In July 2004, Regimental Reconnaissance Detachment Team 3 conducted a combat military freefall parachute drop onto Tillman Drop Zone in southeast Afghanistan in order to emplace tactical equipment.

In 2006, a six-man RRD team attached to the JSOC Task Force inserted into the Hindu Kush mountain range after intelligence indicated an insurgent chief, Jalaluddin Haqqani, would be entering Afghanistan from Pakistan. After establishing an observation post (OP) at a position almost 4,000 meters above sea level, the RRD team waited and watched for their target, as insurgents arrived into the area, the Ranger team was spotted and fired upon. In response, the RRD's attached joint terminal attack controller (JTAC) called in an orbiting B-1B strategic bomber to 'pummel' the insurgents, and an estimated 100 were killed in the airstrikes but Haqqani was not among them.

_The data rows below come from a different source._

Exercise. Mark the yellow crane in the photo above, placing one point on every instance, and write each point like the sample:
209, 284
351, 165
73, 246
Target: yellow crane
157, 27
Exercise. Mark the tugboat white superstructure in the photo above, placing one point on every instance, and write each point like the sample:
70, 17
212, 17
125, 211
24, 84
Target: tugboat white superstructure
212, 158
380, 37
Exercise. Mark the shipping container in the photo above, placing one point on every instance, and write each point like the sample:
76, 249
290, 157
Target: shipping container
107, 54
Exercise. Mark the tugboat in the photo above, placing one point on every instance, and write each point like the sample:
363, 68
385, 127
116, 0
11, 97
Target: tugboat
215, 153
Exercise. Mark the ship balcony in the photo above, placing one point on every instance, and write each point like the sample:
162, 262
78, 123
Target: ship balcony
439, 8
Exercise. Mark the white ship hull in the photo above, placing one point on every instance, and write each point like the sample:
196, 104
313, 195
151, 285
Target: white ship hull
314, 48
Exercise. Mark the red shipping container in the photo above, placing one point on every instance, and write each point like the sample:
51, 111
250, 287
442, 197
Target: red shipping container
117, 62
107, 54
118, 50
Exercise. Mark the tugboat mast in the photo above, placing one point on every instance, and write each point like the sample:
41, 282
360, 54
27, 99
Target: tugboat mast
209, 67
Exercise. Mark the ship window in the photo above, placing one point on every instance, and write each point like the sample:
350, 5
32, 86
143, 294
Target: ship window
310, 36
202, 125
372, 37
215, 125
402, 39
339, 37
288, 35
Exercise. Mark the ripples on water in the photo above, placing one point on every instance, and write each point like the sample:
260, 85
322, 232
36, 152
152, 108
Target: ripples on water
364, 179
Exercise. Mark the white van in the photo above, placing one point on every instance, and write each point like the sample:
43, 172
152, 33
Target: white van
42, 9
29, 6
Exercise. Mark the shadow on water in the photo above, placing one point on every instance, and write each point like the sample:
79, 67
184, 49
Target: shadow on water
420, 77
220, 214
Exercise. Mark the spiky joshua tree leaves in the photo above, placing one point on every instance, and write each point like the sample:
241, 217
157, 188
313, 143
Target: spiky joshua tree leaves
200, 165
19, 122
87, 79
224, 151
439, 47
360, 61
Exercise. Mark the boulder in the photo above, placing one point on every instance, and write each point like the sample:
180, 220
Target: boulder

On 11 July 2009, Regimental Reconnaissance Company Team 1 conducted a combat military freefall parachute drop with a tandem passenger in Afghanistan in order to emplace tactical equipment.

From 2001 until present all RRC teams have been constantly deployed to countries all over the globe in support of combat operations. Each team deploys for at least 1–2 times per year for 4–8 months. They are one of the most heavily deployed elements of the 75th Ranger Regiment.